The debrief lasted ninety minutes.
Lucson, who stood before all of them, ran it with the brisk efficiency of someone who had been waiting to run it and had opinions about how long it had taken to get there.
Mason sat against the far wall and said almost nothing, which Mailah had learned was simply how Mason operated.
Ravenson was almost non-existent, always in a dark corner.
Carson arrived twelve minutes late and spent the first five of his attendance looking at Mailah with an expression of open appraisal that shifted, when Grayson looked at him, into something more carefully neutral.
Grayson sat at the head of the table.
He ran the tactical portion with the same cold precision she had seen him apply to everything — clean lines of cause and effect, no unnecessary language, no emotional editorializing.
He presented Theron’s breach as a sequence of failures and corrections, assigned responsibility without accusation, outlined the extraction timeline with the same tone he might use to describe a quarterly report.
He did not look at her often.
When he did, it was brief. Functional. The kind of glance that had a stated purpose and ended when that purpose was served.
But once, midway through Carson’s account of the perimeter breach, Grayson reached across the table and moved the glass of water in front of her two inches closer without interrupting his own sentence, without looking at her, without any indication that he had done it deliberately.
Carson noticed. His eyes moved from the glass to his brother’s face and back again, and then he looked at the middle distance with the expression of a man exercising considerable restraint.
Mailah drank the water.
When the debrief ended, Lucson lingered. He had the particular quality of someone with something to say who was calculating the optimal moment to say it.

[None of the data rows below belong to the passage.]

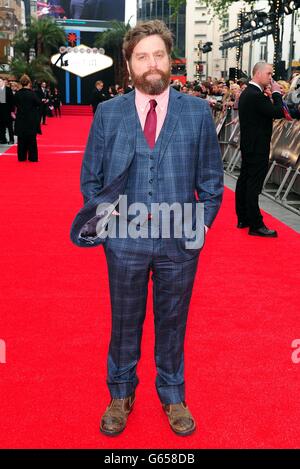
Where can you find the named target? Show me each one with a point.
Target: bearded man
(155, 146)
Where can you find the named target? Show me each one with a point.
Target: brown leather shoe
(180, 418)
(114, 419)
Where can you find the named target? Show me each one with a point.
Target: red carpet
(241, 383)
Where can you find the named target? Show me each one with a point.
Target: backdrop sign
(82, 9)
(82, 60)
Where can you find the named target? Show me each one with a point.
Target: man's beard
(151, 87)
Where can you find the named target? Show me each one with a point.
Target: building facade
(202, 27)
(11, 15)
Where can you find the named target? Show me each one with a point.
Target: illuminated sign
(81, 60)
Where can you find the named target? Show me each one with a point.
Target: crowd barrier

He looked at Mailah with an expression that was not unfriendly but was measuring in a way.
"You held longer than the model predicted," he said. "The survival probability was modeled on a non-specific subject."
"I’m aware," Mailah said.
"The model was wrong," Lucson said, in the tone of someone for whom this was a significant admission. "It didn’t account for motivation."
She looked at him.
He glanced at the door through which Grayson had just left. Then back at her. He said nothing else. He picked up his folder and walked out, leaving the implication standing in the room like furniture.
She sat alone at the table for a moment.
Then she stood, straightened her sleeve where Grayson had adjusted it that morning — the gesture so ingrained now that she did it without thinking — and walked out into the hallway.
He was there.
Leaning against the wall opposite the door with his arms crossed and his eyes on her the moment she appeared.

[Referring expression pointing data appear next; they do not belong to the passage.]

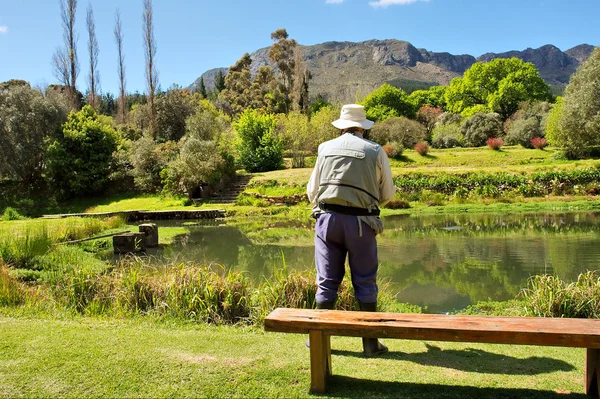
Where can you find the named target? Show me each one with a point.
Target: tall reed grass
(193, 292)
(23, 243)
(12, 293)
(550, 296)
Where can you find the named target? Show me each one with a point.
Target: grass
(88, 357)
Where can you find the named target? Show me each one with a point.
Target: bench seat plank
(583, 333)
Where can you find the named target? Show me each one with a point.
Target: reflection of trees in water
(495, 268)
(474, 262)
(566, 223)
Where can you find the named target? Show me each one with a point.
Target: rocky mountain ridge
(344, 71)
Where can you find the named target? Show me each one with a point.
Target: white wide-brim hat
(353, 115)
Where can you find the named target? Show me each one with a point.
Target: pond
(441, 262)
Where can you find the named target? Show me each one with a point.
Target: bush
(11, 214)
(393, 150)
(552, 131)
(422, 148)
(539, 143)
(297, 136)
(480, 127)
(172, 110)
(579, 126)
(428, 116)
(447, 136)
(199, 162)
(259, 150)
(28, 120)
(549, 296)
(79, 163)
(448, 118)
(402, 130)
(523, 131)
(495, 143)
(148, 160)
(388, 101)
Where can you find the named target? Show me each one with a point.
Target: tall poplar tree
(65, 61)
(122, 102)
(93, 49)
(151, 71)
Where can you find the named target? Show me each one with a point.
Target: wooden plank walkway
(137, 215)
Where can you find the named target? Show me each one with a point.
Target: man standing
(351, 178)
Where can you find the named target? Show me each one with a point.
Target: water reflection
(442, 262)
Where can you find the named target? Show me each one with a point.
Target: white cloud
(386, 3)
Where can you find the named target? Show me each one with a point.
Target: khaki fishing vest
(348, 172)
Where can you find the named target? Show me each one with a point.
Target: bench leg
(320, 360)
(592, 371)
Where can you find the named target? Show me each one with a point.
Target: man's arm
(387, 189)
(312, 188)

She stopped in front of him.
He looked at her for a moment.
Then he pushed off the wall.
"You need to eat," he said.
It wasn’t a declaration. Not really. Just a simple, steady observation—delivered with the same composure he used for everything else.
But his gaze lingered a second too long. And there was something in it that hadn’t been there before.
Something softer. Less guarded.
She stepped beside him without thinking.
"I know," she murmured.
They moved down the corridor together, the estate quiet around them, afternoon light stretching lazily across the floors. It should have felt ordinary.
It didn’t.
At the first turn, his hand found the small of her back.
Not guiding. Not controlling.
Just... there.
And when the turn ended, he didn’t take it away.
Her breath caught—just slightly.
He noticed. Of course he did.
But he didn’t comment. Just adjusted his hand—subtle, careful—like he was learning the exact amount of pressure she would accept.
"Let me cook for you," he said.
The words came out quieter this time.
Closer.
Less like a suggestion.
More like something he wanted to do for her—and didn’t quite know how to explain why.